One giant caveat upfront: No one is more worn out by Hurricane Donald than people in the media business. It’s our job to cover every flap, dispute, taunt, punch and counterpunch, as well as to challenge any presidential misstatements and over-the-top attacks on POTUS. So there’s a bit of projection involved in assuming that regular civilians feel the way we do.
Still, there’s an element of truth in this regard: Trump dominates our national discourse like no other president in history. He does so not just in the political realm but in sports, entertainment and culture as he weighs in or picks fights on all kinds of topics. I’ve had plenty of ordinary folks tell me they’re tired of politics, they’re tuning it out, they want a break.
Of course, those who admire this president love the way he mixes it up and keeps his detractors—including what he’s now calling the Lamestream Media—on the defensive. It’s an easy way for him to put points on the board at a time when the China trade war is affecting the economy and he’s striking no legislative deals with Congress.
But he has also made a series of unforced errors in the last two weeks: The Greenland kerfuffle. Saying Melania knows Kim Jong-un. Calling Xi an enemy (along with his own Fed chairman) before switching gears and praising him. Pushing his Doral resort for the G-7. And still finding time to attack NBC, New York Times columnist Bret Stephens, Axios (“whatever that is”) and Fox News (“Fox isn’t working for us anymore!”). All this is fueling the perception of All Trump All the Time.
Let’s start with liberal Times columnist Frank Bruni, who said he concluded that Trump “had commandeered too many of my thoughts, run roughshod over too many of my emotions, made me question too many articles of faith.
“I was sapped — if not quite of the will to live, then of the will to tweet, to Google and to surf the cable channels, where his furious mien and curious mane are ubiquitous. What I was feeling was beyond Trump fatigue and bigger than Trump exhaustion. It was Trump enervation. Trump enfeeblement.”
Bruni then argues that Americans of all persuasions are “woozy and wiped out.”
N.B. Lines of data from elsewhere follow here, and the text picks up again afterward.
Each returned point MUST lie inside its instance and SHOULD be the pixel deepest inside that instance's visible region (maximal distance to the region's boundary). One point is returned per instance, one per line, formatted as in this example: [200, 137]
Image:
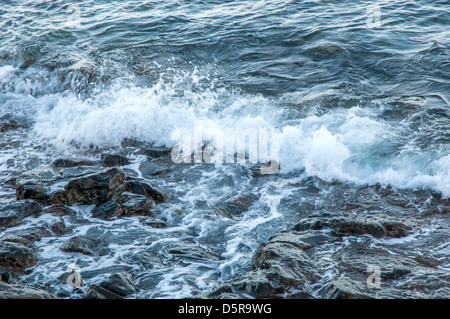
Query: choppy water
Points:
[360, 103]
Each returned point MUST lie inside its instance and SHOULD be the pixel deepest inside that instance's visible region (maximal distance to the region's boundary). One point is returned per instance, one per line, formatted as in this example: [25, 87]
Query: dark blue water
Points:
[359, 90]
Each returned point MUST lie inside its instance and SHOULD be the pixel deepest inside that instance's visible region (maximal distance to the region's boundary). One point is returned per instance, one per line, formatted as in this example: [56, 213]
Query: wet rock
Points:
[27, 236]
[16, 257]
[72, 162]
[157, 152]
[111, 160]
[378, 225]
[8, 291]
[94, 188]
[13, 212]
[149, 169]
[60, 210]
[155, 223]
[346, 288]
[237, 205]
[121, 284]
[96, 292]
[148, 190]
[34, 184]
[83, 245]
[133, 204]
[188, 250]
[107, 210]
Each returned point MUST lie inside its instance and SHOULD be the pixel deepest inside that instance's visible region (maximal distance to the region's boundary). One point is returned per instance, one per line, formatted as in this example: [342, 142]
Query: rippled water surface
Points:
[361, 100]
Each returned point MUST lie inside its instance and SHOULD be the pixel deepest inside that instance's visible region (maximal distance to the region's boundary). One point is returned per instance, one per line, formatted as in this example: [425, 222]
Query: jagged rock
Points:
[8, 291]
[157, 152]
[83, 245]
[133, 204]
[346, 288]
[121, 284]
[72, 162]
[377, 225]
[13, 212]
[96, 292]
[155, 223]
[34, 184]
[111, 160]
[107, 210]
[60, 210]
[148, 190]
[149, 169]
[94, 188]
[16, 257]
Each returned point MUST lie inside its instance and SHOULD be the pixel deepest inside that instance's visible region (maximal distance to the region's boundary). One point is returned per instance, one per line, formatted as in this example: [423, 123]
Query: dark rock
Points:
[155, 223]
[8, 291]
[111, 160]
[148, 190]
[13, 212]
[10, 126]
[107, 210]
[60, 210]
[149, 169]
[34, 184]
[346, 288]
[72, 162]
[94, 188]
[376, 225]
[16, 257]
[121, 284]
[96, 292]
[27, 236]
[82, 244]
[133, 204]
[157, 152]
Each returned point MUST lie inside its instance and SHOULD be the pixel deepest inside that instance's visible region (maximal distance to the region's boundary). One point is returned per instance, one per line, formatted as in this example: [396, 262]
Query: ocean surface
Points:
[359, 90]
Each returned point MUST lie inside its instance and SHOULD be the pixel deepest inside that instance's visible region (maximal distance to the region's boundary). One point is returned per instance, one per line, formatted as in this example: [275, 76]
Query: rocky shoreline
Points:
[325, 255]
Washington Post columnist David Ignatius is also tuckered out:
“‘Exhausting’ would be the word at the top of my list after Trump’s whirling-dervish performance. Yes, I’m shocked, confused, sometimes indignant about his erratic policy statements. But there’s a deeper feeling that others may share: I’m tired of Trump’s antics. They take up too much emotional space. Every day, there’s a new narcissistic boast, a new lie to correct, a new violation of what people used to call presidential ‘decorum.’”
He argues that “the public eventually gets bored with even the most novel act. It takes ever-greater energy to produce the same shock value.”
National Review editor Rich Lowry says in Politico:
“What all these controversies have in common is that they fill the hours while nothing much really happens. Is Anthony Scaramucci actually going to organize a primary challenge against Trump? No. Is Greenland going to be sold, or Denmark fall off as a U.S. ally? No. Is Israel’s fate going to rise or fall on the travels of a couple left-wing backbench U.S. congresswomen? No.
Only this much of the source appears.